Lo 10 Dec 2 Dec 3 Dec 4 Dec 5 Dec 6 Dec 7 Dec 8 Dec 9 Hi 10
CAPM 0.58 0.72 0.80 0.82 0.87 0.90 0.92 0.94 0.96 0.97
3-FACTOR 0.89 0.96 0.98 0.97 0.98 0.96 0.96 0.96 0.97 0.99

3.5.2 Book-to-Market Ratio Portfolios

Another indicator that is often used to form portfolios is the book-to-market (BM) ratio, i.e., the ratio of the book value of a company to its market capitalization. Portfolios are formed by sorting stocks based on the BM ratio and decile portfolios are formed. Stocks with high BM ratio are called value and those with low BM ratio are called growth. Historically, value stocks have outperformed growth stocks which calls for an explanation similar to our earlier discussion of the outperformance of small relative to large capitalization stocks. Below is the code that calculates the average return and the standard deviation of the BM portfolios.
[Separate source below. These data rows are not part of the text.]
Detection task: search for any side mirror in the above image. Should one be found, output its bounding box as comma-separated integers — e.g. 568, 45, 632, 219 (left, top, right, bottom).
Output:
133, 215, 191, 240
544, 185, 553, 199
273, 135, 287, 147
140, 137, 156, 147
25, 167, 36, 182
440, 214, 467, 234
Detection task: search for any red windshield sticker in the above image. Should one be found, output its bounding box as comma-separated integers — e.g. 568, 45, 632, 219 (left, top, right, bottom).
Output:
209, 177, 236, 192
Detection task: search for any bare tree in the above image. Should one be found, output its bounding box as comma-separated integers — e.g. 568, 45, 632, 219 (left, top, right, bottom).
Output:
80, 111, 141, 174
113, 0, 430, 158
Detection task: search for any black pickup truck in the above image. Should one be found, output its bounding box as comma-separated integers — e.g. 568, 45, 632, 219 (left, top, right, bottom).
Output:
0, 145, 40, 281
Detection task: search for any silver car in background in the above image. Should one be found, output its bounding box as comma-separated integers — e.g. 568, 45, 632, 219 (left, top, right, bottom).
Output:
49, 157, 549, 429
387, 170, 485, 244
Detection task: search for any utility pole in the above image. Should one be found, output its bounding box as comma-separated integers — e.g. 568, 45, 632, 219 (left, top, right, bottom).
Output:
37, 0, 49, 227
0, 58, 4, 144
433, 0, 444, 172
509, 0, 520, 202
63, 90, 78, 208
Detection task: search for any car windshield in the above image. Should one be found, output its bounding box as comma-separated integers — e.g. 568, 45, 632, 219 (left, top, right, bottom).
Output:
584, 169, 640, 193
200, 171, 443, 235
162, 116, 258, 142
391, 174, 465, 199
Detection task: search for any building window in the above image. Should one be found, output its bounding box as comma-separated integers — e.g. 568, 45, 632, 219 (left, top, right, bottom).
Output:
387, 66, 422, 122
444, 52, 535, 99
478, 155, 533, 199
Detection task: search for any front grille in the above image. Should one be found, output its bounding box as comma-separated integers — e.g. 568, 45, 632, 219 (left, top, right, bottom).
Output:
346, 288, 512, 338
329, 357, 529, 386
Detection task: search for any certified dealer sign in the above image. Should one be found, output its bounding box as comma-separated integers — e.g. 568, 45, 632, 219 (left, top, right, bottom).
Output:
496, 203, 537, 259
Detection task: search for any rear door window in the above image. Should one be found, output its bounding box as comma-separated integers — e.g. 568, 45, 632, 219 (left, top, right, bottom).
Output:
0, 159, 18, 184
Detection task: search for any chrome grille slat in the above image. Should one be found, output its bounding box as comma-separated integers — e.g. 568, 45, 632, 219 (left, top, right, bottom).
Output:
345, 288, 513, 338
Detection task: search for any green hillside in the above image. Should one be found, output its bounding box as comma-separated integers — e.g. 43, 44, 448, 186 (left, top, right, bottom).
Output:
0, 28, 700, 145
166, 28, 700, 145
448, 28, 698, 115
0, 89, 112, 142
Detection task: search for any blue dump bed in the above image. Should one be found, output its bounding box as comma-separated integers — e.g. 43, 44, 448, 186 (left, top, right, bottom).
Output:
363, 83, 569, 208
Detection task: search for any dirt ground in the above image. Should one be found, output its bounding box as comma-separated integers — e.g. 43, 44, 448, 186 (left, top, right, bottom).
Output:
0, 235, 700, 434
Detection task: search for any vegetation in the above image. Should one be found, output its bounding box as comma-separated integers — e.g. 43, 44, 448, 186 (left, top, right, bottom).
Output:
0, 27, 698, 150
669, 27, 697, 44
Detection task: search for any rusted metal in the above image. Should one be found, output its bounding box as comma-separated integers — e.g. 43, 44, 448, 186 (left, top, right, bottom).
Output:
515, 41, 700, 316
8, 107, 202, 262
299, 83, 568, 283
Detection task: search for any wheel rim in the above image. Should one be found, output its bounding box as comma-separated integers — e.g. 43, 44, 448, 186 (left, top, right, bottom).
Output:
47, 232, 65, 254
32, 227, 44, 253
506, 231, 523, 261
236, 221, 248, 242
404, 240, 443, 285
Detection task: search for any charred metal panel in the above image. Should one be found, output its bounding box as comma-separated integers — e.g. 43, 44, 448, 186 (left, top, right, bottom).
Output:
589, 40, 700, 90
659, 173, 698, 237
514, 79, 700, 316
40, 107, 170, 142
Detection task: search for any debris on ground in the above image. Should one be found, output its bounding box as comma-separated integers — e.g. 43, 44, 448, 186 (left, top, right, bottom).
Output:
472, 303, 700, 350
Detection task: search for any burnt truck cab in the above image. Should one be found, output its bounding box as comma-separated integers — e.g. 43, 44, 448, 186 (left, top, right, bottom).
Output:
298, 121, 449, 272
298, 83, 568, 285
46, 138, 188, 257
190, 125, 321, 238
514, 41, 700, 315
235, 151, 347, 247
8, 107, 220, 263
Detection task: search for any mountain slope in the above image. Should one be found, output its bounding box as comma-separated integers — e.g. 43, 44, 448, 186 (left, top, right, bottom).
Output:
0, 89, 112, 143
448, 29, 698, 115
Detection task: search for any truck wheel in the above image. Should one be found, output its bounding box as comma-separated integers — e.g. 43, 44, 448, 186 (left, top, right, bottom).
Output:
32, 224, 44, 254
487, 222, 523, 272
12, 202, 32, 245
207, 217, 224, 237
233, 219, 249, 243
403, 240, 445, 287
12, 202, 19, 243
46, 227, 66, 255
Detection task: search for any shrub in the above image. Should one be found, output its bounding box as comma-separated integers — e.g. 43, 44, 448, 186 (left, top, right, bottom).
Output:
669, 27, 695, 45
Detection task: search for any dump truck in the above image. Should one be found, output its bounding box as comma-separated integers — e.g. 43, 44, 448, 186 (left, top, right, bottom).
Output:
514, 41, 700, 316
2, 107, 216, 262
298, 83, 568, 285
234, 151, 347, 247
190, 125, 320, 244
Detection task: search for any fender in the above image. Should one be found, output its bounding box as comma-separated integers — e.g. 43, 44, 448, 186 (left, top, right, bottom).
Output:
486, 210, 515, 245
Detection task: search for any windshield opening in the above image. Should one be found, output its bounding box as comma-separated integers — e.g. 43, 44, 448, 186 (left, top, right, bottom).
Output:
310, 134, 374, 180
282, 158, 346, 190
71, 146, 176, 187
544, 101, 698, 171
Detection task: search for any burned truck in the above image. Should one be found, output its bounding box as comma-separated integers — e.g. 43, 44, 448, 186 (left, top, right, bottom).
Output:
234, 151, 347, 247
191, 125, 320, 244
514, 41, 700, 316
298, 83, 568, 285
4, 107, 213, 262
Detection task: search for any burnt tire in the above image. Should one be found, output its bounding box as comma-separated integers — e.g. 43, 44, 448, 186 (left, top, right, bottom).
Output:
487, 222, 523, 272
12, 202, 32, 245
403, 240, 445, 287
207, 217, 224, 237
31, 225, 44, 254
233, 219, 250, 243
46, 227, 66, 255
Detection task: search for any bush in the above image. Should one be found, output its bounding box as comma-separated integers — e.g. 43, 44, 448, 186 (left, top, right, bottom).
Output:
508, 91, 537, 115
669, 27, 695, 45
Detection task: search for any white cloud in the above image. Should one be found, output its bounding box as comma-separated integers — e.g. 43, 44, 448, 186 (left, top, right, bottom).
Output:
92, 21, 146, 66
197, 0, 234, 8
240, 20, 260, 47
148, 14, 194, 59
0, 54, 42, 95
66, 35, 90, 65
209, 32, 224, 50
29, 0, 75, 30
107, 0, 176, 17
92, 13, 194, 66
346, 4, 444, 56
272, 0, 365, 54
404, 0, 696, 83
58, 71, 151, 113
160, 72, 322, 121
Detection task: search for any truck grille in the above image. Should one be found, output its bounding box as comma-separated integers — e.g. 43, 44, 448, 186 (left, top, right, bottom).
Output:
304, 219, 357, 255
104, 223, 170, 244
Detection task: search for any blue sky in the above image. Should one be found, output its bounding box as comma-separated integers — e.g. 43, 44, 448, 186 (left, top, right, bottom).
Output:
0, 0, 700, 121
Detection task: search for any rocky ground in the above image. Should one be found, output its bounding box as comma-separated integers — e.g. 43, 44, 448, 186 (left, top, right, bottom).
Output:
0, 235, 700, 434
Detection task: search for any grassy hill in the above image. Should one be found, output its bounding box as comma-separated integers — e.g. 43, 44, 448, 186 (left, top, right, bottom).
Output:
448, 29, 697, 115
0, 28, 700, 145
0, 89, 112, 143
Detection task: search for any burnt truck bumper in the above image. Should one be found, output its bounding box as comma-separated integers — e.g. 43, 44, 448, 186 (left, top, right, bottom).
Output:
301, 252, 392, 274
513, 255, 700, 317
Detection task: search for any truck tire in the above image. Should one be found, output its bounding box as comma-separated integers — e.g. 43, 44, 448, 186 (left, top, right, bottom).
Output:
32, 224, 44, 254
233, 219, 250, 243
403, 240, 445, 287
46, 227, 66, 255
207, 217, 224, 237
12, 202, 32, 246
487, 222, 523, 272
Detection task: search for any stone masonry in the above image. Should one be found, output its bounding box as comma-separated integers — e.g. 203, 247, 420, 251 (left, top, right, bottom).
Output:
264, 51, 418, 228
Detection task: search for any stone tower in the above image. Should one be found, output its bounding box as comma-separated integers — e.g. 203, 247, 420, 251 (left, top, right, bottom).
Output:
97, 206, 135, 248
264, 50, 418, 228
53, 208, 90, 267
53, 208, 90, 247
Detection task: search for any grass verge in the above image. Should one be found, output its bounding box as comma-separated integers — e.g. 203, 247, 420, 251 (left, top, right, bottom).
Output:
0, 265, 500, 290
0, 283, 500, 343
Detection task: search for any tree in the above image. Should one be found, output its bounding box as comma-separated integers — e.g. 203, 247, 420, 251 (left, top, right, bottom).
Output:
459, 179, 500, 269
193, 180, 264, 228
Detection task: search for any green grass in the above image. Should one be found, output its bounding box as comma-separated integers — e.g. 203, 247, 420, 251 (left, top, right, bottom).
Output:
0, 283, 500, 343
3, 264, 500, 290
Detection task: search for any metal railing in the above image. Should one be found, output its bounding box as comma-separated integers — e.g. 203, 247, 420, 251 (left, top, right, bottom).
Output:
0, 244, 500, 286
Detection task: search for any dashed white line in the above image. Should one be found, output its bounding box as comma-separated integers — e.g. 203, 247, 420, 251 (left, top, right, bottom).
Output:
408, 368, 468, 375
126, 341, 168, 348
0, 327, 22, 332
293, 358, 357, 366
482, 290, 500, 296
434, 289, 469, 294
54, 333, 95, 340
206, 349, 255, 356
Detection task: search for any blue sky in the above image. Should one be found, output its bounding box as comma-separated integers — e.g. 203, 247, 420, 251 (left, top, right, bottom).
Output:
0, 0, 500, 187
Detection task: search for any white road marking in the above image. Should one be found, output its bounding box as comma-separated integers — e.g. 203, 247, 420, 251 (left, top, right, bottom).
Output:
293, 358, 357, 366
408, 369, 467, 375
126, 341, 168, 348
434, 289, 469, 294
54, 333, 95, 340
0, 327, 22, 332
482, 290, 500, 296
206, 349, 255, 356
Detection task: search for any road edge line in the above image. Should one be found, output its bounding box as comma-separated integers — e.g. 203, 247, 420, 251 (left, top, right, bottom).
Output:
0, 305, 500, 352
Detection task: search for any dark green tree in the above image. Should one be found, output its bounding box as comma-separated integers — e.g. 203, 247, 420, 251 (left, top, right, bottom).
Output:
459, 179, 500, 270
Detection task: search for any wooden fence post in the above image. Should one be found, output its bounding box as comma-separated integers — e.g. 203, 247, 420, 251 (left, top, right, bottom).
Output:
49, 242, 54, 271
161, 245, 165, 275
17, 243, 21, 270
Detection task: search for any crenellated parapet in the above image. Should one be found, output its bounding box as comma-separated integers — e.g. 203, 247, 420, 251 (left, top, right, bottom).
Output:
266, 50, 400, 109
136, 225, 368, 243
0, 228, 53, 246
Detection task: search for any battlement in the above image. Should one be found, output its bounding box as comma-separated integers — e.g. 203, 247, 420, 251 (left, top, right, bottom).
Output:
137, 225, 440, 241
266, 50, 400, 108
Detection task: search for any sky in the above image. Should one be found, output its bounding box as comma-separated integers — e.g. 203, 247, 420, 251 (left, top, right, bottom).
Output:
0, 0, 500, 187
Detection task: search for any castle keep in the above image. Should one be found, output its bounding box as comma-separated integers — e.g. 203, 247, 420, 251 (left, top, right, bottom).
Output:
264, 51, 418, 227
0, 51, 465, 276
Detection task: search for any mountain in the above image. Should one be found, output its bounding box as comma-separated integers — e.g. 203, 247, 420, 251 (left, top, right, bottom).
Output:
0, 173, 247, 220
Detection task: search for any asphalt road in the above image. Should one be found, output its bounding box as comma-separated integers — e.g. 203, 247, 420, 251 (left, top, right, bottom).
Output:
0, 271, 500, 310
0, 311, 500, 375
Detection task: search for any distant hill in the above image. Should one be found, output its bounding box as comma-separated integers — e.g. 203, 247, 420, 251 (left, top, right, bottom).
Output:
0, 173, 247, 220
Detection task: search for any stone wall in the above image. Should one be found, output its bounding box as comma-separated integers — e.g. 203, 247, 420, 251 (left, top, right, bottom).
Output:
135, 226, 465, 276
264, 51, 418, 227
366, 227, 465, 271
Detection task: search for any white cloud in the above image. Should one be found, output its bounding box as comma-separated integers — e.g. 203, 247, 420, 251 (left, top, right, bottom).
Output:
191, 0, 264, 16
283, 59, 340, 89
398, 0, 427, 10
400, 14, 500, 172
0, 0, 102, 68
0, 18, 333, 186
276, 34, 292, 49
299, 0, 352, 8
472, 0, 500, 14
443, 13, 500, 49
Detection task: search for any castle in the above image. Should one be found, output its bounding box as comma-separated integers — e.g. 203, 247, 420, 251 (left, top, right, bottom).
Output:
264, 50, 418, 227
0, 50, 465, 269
port10     <- c("Lo 10", "Dec 2","Dec 3","Dec 4","Dec 5",
                 "Dec 6","Dec 7","Dec 8", "Dec 9", "Hi 10")
b2m10      <- subset(port.b2m, select=port10)

table.b2m10 <- data.frame(AVRET = apply(b2m10, 2, mean), 
                          STDEV = apply(b2m10, 2, sd))
knitr::kable(t(table.b2m10), digits=3,
             caption = "Average return and standard deviation of the decile 
                        portfolios sorted by Book-to-Market ratio.")
Table 3.6: Average return and standard deviation of the decile portfolios sorted by Book-to-Market ratio.
Lo 10 Dec 2 Dec 3 Dec 4 Dec 5 Dec 6 Dec 7 Dec 8 Dec 9 Hi 10
AVRET 0.58 0.68 0.69 0.66 0.72 0.8 0.73 0.92 1.1 1.1
STDEV 5.71 5.32 5.41 5.93 5.71 6.0 6.44 6.74 7.7 9.2

Table 3.6 shows that the first BM portfolio (growth stocks), has an average monthly return of 0.58% and a standard deviation of 5.71% as opposed to the last portfolio (value stocks) that has an average return of 1.07% and a standard deviation of 9.23%. Similarly to the size portfolios, there is a significant increase in the average return that comes also with an increase of its uncertainty. Similarly to the previous analysis, we will proceed by estimating the CAPM model and the 3-factor model and evaluate the performance of each model in explaining the expected return of the BM portfolios.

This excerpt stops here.